A recent Microsoft manual, Principles of Service Design: Patterns and Anti- Patterns, offers some relevant points: “ 

(SOA) services are dynamically addressable through URIs, enabling their underlying locations and deployment topologies to change or evolve over time with little impact upon the service itself (this is also true of a service’s communication channels). While these changes may have little impact upon the service, they can have a devastating impact upon applications consuming the service. What if a service you were using today moved to a network in New Zealand tomorrow? The change in response time may have unplanned or unexpected impacts upon the service’s consumers.  

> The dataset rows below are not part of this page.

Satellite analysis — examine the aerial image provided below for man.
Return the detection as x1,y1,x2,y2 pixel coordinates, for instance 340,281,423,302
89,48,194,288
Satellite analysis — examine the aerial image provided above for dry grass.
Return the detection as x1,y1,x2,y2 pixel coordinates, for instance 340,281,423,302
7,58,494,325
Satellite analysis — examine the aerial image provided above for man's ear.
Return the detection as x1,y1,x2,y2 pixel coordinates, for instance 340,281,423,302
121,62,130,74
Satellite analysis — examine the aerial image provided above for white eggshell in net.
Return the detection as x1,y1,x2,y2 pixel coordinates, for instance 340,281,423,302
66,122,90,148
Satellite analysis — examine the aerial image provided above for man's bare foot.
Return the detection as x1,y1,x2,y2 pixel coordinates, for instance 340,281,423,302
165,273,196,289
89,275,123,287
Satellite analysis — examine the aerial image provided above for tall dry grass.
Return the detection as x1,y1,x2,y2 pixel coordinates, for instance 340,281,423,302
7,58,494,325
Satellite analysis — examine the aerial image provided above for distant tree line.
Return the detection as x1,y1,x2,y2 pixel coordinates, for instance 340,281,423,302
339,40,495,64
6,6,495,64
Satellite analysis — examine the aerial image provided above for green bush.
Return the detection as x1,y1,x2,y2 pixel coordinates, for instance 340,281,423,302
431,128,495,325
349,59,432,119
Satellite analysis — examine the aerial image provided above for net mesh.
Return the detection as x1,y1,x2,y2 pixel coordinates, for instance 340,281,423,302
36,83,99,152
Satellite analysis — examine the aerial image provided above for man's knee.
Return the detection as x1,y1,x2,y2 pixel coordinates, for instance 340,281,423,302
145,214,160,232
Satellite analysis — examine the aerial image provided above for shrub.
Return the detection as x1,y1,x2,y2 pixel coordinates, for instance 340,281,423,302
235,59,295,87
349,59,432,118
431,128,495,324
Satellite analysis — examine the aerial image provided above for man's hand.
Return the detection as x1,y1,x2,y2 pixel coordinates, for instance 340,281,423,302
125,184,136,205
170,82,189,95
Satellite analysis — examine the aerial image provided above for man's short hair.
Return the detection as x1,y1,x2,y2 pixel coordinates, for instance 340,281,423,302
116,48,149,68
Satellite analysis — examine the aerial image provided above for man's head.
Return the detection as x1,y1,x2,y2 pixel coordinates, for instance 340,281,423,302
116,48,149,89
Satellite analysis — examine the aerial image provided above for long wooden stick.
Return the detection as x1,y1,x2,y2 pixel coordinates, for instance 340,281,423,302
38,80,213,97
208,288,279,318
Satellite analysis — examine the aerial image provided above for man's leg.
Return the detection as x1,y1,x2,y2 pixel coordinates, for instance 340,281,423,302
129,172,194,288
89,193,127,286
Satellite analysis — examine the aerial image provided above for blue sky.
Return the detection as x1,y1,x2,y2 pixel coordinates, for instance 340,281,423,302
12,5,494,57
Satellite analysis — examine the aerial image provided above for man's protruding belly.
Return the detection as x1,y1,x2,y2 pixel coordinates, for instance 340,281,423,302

“Service designers should adopt a pessimistic view of how their services will be consumed—services will fail and their associated behaviors (service levels) are subject to change. Appropriate levels of exception handling and compensation logic must be associated with any service invocation. Additionally, service consumers may need to modify their policies to declare minimum response times from services to be consumed. For example, consumers of a service may require varying levels of service regarding security, performance, transactions, and many other factors. “ 

A configurable policy enables a single service to support multiple SLAs regarding service invocation (additional policies may focus on versioning, localization, and other issues). Communicating performance expectations at the service level preserves autonomy since services need not be familiar with the internal implementations of one another. “ 

Service consumers are not the only ones who should adopt pessimistic views of performance—service providers should be just as pessimistic when anticipating how their services are to be consumed. Service consumers should be expected to fail, sometimes without notifying the service itself. Service providers also cannot trust consumers to “do the right thing.” For example, consumers may attempt to communicate using malformed/malicious messages or attempt to violate other policies necessary for successful service interaction. Service internals must attempt to compensate for such inappropriate usage, regardless of user intent.” 

Both the requester/consumer and the service provider must agree to clear explanations of response time patterns. These patterns must incorporate the overhead to deal with the concepts of Web services and Microsoft’s stated pessimistic rationale. 

Users of existing green-screen 3270 legacy applications might scoff at the idea of adding 20 percent to the transactional response time, but can live with it if they: 

• Always get the same response characteristics

• Understand why these characteristics exist

• See the new corporate assets that SOA opens to them as a reasonable tradeoff for the 20 percent. 

The Generation Millennials will more than understand. They should embrace the SOA concept. But they, too, will have to be trained as to why some response times may vary when errors are introduced into the SOA solution. 

When developing a Web servicesbased SOA, remember your audience. What generation are they from? Structure your SOA approach to best fit the decision makers’ and influencers’ generations.